Agreeable Gray vs Salute
Both from Sherwin-Williams's palette. Agreeable Gray reads as greige-grey, while Salute reads as pink-red — two distinct hue families, not close cousins. Agreeable Gray (LRV 60) reflects noticeably more light than Salute (LRV 7), a difference of 53 points that becomes especially apparent in rooms with limited natural light. Both lean warm, so they'll behave similarly in mixed or changing light conditions. With a ΔE of 60.0, the contrast is hard to miss. These aren't variations on a theme — they're two different answers to the same question. Below you'll find 1 real-room photo comparison where both colors appear side by side, plus 5 simulated room previews.
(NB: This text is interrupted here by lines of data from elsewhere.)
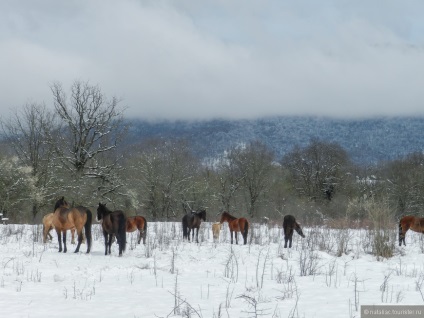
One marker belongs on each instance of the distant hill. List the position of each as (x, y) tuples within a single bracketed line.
[(367, 141)]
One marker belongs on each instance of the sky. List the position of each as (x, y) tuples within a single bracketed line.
[(207, 59)]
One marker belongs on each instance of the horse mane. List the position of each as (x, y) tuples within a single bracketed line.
[(202, 214), (103, 208), (61, 203), (229, 215)]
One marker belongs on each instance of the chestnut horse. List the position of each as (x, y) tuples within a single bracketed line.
[(192, 221), (67, 218), (414, 223), (139, 223), (236, 225), (114, 225), (48, 226), (290, 224), (216, 228)]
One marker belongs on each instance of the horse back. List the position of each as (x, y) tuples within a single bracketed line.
[(238, 225), (135, 223)]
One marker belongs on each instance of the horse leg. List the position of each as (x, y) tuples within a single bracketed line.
[(80, 237), (59, 237), (73, 236), (286, 238), (290, 238), (106, 240), (402, 233), (143, 233), (64, 242), (111, 236)]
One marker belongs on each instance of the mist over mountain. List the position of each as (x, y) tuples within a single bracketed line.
[(367, 141)]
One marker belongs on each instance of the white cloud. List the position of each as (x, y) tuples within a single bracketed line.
[(184, 59)]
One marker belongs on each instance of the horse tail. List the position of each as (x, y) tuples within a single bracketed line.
[(245, 231), (87, 229), (185, 227), (401, 236), (144, 230), (122, 232)]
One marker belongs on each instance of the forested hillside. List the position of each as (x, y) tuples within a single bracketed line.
[(367, 141)]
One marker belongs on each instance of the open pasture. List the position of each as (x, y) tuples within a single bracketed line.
[(329, 273)]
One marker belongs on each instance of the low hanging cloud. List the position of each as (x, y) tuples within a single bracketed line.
[(191, 60)]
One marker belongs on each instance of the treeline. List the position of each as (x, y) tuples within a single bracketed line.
[(76, 150)]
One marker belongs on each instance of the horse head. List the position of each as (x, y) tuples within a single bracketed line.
[(61, 203), (202, 215), (101, 210)]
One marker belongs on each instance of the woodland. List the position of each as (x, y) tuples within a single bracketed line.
[(76, 148)]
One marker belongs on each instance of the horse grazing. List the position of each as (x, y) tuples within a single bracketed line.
[(414, 223), (290, 224), (236, 225), (139, 223), (114, 224), (67, 218), (192, 221), (48, 226), (216, 228)]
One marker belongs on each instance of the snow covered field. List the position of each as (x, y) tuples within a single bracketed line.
[(172, 278)]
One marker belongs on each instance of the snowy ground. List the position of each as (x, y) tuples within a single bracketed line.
[(171, 278)]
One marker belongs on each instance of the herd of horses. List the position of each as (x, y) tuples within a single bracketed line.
[(115, 225)]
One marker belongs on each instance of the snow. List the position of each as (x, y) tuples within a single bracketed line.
[(171, 278)]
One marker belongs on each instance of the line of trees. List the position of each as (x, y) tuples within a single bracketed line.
[(74, 149)]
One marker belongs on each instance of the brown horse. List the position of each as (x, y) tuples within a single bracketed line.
[(114, 224), (66, 218), (236, 225), (139, 223), (48, 226), (414, 223), (192, 221), (216, 228), (290, 224)]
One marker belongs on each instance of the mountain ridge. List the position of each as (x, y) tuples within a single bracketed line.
[(367, 141)]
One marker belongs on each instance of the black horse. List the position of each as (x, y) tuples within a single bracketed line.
[(113, 224), (192, 221), (290, 224)]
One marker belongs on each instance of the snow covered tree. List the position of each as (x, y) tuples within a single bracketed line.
[(30, 133), (316, 171), (92, 126), (253, 163)]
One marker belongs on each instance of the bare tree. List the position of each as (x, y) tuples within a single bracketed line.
[(254, 163), (317, 169), (166, 176), (228, 178), (30, 132), (92, 128)]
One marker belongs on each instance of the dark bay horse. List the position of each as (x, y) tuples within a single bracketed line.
[(290, 224), (236, 225), (114, 224), (139, 223), (67, 218), (48, 226), (192, 221), (410, 222)]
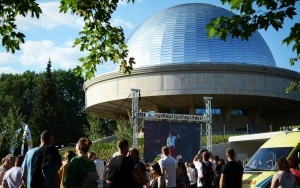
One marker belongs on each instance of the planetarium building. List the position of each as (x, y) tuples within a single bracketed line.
[(177, 65)]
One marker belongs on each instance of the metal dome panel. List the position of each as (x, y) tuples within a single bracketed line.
[(178, 35)]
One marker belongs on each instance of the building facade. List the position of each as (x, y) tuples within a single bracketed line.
[(177, 65)]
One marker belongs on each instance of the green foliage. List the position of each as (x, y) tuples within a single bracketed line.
[(269, 13), (9, 125), (19, 92), (124, 130), (48, 110), (93, 129), (69, 87), (102, 41)]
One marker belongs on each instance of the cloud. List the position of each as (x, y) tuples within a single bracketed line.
[(38, 53), (125, 2), (120, 22), (49, 19), (7, 70), (5, 57)]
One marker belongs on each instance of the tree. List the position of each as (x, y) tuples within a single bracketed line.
[(268, 13), (106, 43), (93, 129), (102, 41), (48, 110), (70, 88), (9, 136)]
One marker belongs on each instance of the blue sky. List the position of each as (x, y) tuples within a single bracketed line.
[(52, 36)]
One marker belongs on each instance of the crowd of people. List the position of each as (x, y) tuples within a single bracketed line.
[(43, 167)]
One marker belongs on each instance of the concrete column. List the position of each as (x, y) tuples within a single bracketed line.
[(226, 111), (192, 109)]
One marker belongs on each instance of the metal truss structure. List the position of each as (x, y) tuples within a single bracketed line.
[(136, 114)]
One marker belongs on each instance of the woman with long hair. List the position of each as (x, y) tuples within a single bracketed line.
[(283, 178), (80, 165), (62, 172), (158, 180)]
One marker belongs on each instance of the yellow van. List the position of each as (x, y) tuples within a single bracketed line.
[(263, 164)]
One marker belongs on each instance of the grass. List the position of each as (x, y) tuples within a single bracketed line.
[(106, 150)]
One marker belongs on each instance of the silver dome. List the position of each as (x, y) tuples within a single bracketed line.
[(178, 35)]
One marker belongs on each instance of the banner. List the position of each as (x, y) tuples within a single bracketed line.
[(27, 137), (14, 141), (156, 134)]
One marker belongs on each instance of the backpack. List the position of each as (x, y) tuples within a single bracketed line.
[(90, 178), (217, 176), (208, 174)]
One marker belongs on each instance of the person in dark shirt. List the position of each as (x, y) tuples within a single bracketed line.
[(232, 172), (121, 168)]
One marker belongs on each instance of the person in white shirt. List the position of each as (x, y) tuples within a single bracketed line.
[(192, 174), (198, 164), (169, 167), (99, 167), (171, 143), (13, 177)]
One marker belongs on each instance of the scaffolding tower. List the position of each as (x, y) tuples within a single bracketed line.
[(136, 114)]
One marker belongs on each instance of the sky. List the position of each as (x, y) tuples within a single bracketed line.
[(52, 36)]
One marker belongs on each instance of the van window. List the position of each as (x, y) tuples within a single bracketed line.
[(266, 158)]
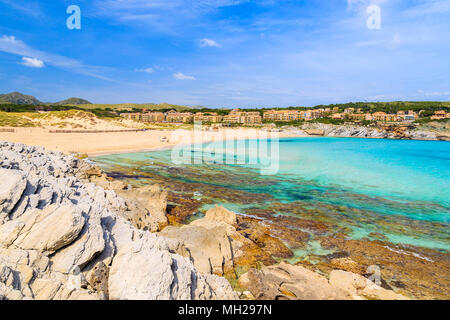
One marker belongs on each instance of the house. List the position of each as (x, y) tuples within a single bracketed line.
[(237, 116), (282, 115), (212, 117), (441, 114), (179, 117)]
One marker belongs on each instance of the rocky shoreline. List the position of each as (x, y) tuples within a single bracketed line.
[(378, 132), (68, 231)]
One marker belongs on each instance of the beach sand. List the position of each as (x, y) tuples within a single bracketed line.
[(120, 142)]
Agreeable Gray vs Salute in Real Spaces
1 real room side by side. Seeing Agreeable Gray and Salute in actual rooms makes the difference concrete; browse the spaces below to get a feel for how each color lives on a wall.
Bathroom
Bathrooms are one of the few spaces where you're genuinely enclosed by the paint color, which makes the choice between these two more consequential. Agreeable Gray reflects noticeably more light off the walls, making the space read more open than Salute.
Color Details
Agreeable Gray vs Salute Simulated Comparison
5 simulated room previews — drag the slider on each to see Agreeable Gray on one side and Salute on the other.
Digital color is approximate. These simulations are generated from the manufacturer's hex values and overlaid on grayscale room photos — your screen's calibration, brightness, and viewing angle all affect how they render. Before committing to either color, test physical samples in your own space under the light you actually live with.
More Agreeable Gray comparisons
See how Agreeable Gray stacks up against other well-photographed colors across different brands and tones.